60

I've discovered a memory leak in my Rails code - that is to say, I've found what code leaks but not why it leaks. I've reduced it down to a test case that doesn't require Rails:

require 'csspool'
require 'ruby-mass'

def report
    puts 'Memory ' + `ps ax -o pid,rss | grep -E "^[[:space:]]*#{$$}"`.strip.split.map(&:to_i)[1].to_s + 'KB'
    Mass.print
end

report

# note I do not store the return value here
CSSPool::CSS::Document.parse(File.new('/home/jason/big.css'))

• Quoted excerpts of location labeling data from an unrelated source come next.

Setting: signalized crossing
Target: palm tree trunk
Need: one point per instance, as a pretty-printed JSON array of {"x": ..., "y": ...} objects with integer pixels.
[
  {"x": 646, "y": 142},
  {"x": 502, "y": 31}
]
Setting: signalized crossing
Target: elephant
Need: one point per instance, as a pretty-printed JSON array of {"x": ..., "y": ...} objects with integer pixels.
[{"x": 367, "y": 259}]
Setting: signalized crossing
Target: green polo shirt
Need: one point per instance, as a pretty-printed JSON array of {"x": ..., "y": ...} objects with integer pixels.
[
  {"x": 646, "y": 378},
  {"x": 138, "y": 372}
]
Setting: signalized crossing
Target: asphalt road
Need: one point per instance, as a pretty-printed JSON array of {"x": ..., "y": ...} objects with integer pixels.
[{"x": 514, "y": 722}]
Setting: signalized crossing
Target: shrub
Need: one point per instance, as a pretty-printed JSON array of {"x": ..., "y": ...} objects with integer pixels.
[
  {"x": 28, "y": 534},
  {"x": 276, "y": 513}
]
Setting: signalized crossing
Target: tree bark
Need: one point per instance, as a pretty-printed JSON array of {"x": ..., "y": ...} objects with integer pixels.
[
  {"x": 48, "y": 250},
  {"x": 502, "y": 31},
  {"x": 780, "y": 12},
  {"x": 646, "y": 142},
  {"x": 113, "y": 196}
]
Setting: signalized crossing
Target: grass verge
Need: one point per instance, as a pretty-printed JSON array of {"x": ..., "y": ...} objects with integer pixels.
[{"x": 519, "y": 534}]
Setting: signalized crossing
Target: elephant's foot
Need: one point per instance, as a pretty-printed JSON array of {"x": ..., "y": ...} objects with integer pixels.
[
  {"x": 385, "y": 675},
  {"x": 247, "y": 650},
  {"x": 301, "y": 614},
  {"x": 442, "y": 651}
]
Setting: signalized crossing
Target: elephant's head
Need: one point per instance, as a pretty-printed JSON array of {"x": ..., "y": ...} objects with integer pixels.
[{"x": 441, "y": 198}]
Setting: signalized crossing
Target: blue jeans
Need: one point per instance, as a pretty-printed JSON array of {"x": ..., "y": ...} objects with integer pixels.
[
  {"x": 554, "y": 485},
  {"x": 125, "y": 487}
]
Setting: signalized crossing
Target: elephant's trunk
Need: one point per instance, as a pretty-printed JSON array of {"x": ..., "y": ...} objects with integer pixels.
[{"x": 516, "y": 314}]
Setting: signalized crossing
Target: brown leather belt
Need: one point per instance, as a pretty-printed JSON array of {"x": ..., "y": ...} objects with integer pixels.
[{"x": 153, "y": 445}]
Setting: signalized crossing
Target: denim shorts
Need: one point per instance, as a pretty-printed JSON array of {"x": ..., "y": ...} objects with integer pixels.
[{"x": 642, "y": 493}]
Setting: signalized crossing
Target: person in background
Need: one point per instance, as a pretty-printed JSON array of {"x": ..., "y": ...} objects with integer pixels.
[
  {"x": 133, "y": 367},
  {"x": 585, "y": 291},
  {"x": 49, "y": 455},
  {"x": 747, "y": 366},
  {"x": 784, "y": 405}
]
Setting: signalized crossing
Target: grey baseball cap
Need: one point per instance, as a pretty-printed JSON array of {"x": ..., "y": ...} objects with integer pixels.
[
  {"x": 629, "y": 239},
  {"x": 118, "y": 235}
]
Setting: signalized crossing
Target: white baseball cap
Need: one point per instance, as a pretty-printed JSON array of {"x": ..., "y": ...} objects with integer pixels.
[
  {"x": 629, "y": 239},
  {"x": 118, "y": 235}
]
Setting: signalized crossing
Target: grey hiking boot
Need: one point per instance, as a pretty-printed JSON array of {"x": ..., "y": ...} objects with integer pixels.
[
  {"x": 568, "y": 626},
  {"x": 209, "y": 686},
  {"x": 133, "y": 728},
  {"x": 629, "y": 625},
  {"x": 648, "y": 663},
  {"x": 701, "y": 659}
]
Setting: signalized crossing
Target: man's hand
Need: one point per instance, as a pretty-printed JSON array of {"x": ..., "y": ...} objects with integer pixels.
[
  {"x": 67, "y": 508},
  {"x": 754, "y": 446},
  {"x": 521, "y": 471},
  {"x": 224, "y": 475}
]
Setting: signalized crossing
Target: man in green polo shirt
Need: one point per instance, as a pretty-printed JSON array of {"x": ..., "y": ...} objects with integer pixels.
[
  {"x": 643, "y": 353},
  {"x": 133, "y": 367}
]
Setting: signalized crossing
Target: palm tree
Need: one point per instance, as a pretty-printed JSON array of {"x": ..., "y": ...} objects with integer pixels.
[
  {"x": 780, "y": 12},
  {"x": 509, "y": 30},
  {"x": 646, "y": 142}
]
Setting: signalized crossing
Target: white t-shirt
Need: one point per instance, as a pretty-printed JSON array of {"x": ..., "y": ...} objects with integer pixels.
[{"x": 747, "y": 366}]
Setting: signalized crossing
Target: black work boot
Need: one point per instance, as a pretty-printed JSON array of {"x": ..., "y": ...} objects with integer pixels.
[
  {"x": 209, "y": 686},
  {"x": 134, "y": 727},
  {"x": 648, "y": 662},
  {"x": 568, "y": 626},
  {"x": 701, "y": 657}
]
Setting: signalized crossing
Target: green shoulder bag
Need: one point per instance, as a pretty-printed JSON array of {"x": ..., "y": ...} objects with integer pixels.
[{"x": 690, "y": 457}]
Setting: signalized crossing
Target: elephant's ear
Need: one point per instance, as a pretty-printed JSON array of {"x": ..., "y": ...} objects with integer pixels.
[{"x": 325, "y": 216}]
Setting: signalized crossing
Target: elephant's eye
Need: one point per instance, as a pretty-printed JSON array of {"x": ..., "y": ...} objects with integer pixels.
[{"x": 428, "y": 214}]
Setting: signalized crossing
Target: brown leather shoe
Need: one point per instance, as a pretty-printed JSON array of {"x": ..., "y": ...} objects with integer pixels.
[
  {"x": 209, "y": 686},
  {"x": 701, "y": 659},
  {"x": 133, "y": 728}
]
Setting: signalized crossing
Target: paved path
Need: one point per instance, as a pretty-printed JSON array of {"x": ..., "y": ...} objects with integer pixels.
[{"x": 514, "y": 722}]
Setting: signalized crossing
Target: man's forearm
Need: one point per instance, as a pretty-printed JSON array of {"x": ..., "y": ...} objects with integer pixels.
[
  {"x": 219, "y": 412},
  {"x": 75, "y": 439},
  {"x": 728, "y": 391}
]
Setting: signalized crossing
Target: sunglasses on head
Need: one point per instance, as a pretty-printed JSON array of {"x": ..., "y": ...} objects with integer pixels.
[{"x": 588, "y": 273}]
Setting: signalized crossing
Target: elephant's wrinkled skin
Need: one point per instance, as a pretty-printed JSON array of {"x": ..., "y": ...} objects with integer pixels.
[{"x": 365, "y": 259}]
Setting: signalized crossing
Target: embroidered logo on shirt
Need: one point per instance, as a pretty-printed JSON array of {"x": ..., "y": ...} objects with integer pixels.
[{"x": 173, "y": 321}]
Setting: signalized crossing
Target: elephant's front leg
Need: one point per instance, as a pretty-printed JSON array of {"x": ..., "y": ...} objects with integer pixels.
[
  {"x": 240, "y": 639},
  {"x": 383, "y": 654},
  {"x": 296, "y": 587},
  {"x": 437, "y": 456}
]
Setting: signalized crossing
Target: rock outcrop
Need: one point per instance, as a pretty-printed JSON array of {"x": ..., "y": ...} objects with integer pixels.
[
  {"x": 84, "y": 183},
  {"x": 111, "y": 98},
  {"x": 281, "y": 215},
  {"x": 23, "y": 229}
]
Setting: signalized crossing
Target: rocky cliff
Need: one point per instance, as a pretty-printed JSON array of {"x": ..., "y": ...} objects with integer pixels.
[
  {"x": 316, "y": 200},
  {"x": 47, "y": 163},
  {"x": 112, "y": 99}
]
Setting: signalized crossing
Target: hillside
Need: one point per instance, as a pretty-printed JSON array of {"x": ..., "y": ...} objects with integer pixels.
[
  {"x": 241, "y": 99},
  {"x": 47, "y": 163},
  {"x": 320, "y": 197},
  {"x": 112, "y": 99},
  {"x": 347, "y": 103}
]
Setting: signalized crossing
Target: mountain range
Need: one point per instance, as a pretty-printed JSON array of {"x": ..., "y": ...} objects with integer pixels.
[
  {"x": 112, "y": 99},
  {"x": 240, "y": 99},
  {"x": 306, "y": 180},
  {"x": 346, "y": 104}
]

ObjectSpace.garbage_collect
sleep 1

report

ruby-mass supposedly lets me see all the objects in memory. CSSPool is a CSS parser based on racc. /home/jason/big.css is a 1.5MB CSS file.

This outputs:

Memory 9264KB

==================================================
 Objects within [] namespace
==================================================
  String: 7261
  RubyVM::InstructionSequence: 1151
  Array: 562
  Class: 313
  Regexp: 181
  Proc: 111
  Encoding: 99
  Gem::StubSpecification: 66
  Gem::StubSpecification::StubLine: 60
  Gem::Version: 60
  Module: 31
  Hash: 29
  Gem::Requirement: 25
  RubyVM::Env: 11
  Gem::Specification: 8
  Float: 7
  Gem::Dependency: 7
  Range: 4
  Bignum: 3
  IO: 3
  Mutex: 3
  Time: 3
  Object: 2
  ARGF.class: 1
  Binding: 1
  Complex: 1
  Data: 1
  Gem::PathSupport: 1
  IOError: 1
  MatchData: 1
  Monitor: 1
  NoMemoryError: 1
  Process::Status: 1
  Random: 1
  RubyVM: 1
  SystemStackError: 1
  Thread: 1
  ThreadGroup: 1
  fatal: 1
==================================================

Memory 258860KB

==================================================
 Objects within [] namespace
==================================================
  String: 7456
  RubyVM::InstructionSequence: 1151
  Array: 564
  Class: 313
  Regexp: 181
  Proc: 113
  Encoding: 99
  Gem::StubSpecification: 66
  Gem::StubSpecification::StubLine: 60
  Gem::Version: 60
  Module: 31
  Hash: 30
  Gem::Requirement: 25
  RubyVM::Env: 13
  Gem::Specification: 8
  Float: 7
  Gem::Dependency: 7
  Range: 4
  Bignum: 3
  IO: 3
  Mutex: 3
  Time: 3
  Object: 2
  ARGF.class: 1
  Binding: 1
  Complex: 1
  Data: 1
  Gem::PathSupport: 1
  IOError: 1
  MatchData: 1
  Monitor: 1
  NoMemoryError: 1
  Process::Status: 1
  Random: 1
  RubyVM: 1
  SystemStackError: 1
  Thread: 1
  ThreadGroup: 1
  fatal: 1
==================================================

You can see the memory going way up. Some of the counters go up, but no objects specific to CSSPool are present. I used ruby-mass's "index" method to inspect the objects that have references like so:

Mass.index.each do |k,v|
    v.each do |id|
        refs = Mass.references(Mass[id])
        puts refs if !refs.empty?
    end
end

But again, this doesn't give me anything related to CSSPool, just gem info and such.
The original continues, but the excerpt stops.